Je vais joindre mes données communales en format long et cette table de passage, il suffit de préciser les colonnes de jointure, CODGEO à gauche, com2020 à droite :

Il ne reste plus qu’à agréger tout cela par année et aire d’attraction (YEAR et aav2020) :

Puis filtrer sur les AAV de Toulouse et Bordeaux (codes 005 et 006), et l’on arrive très vite à ce dernier graphique, un peu moins vexant pour les Bordelais – nous-autres Toulousains, on aime bien les taquiner :

Un bref aperçu des capacités exploratoires d'iNZight

Bien plus qu’un utilitaire de travail et de mise en forme de jeux de données, iNZight se veut un outil d’analyse exploratoire. Il visualise la distribution de chaque variable (histogrammes, densités), les compare deux à deux (pair plots). Il permet d’élaborer des plans de sondage, il modélise (régressions), il teste des hypothèses de différences significatives d’un groupe à l’autre, il synthétise (analyses factorielles, réduction dimensionnelle…) La cartographie thématique n’est pas oubliée, et tout fonds de carte de format GeoJSON peut être mobilisé.

Les séries temporelles font l’objet d’un module dédié, que j’ai mis en œuvre sur une série longue, mensuelle, celle des mariages en France depuis 1946. De multiples procédures de désaisonnalisation sont proposées. 

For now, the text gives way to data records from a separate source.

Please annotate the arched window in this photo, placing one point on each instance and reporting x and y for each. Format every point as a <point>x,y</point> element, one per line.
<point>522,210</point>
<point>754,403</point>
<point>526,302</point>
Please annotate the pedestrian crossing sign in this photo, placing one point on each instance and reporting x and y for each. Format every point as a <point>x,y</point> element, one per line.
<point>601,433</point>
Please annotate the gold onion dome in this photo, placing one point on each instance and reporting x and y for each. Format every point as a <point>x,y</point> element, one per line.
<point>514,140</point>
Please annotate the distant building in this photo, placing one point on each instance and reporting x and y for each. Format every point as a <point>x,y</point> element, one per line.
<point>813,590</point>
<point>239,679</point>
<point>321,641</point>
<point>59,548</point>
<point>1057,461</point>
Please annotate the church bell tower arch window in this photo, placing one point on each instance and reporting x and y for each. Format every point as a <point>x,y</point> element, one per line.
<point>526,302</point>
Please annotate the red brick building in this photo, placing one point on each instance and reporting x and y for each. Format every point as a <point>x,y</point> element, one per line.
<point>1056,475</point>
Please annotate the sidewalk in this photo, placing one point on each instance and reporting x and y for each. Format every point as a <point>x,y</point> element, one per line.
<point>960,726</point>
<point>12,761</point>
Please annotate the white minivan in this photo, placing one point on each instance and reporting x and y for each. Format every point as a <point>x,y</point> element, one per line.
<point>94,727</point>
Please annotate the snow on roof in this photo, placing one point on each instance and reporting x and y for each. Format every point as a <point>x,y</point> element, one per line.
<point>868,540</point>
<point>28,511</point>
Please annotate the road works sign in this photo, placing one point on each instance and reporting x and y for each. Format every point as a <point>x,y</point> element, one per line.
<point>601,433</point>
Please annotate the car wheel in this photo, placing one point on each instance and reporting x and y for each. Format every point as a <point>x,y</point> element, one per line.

Ce graphique par défaut montre déjà plutôt bien comment la tradition évitant le “mois de Marie” (peu de mariages en mai, anticipation en mars et avril) s’est effacée dans les années 1970, et converge vers une forme plus simple, privilégiant les mois d’été.

En conclusion

iNZight a été imaginé (en 2010) et développé par des statisticiens de haut niveau, chercheurs et aussi enseignants, conscients des défis pédagogiques que représente l’enseignement des méthodes statistiques, et aussi leur imprégnation à long terme, bien après les années d’études. 

La pratique d’iNZight ne s’oppose pas à celle de langages comme R : l’outil en facilite l’apprentissage, pour ceux qui souhaitent faire cet investissement, il soulage même la charge cognitive de praticiens réguliers de R comme moi. À même de toucher un plus large public, il contribuera certainement à ouvrir les nouveaux horizons d’exploration de la donnée dont rêve Chris Wild.

Riche de projets et d’extensions à venir, iNZight est un projet vivant, soutenu par les instituts australien et néo-zélandais de statistique. N’hésitez pas à le tester, le faire connaitre et discuter avec ses concepteurs (Chris, Tom Elliott, Andrew Sporle et quelques autres), dont j’ai beaucoup apprécié l’écoute et l’ouverture en préparant cet article.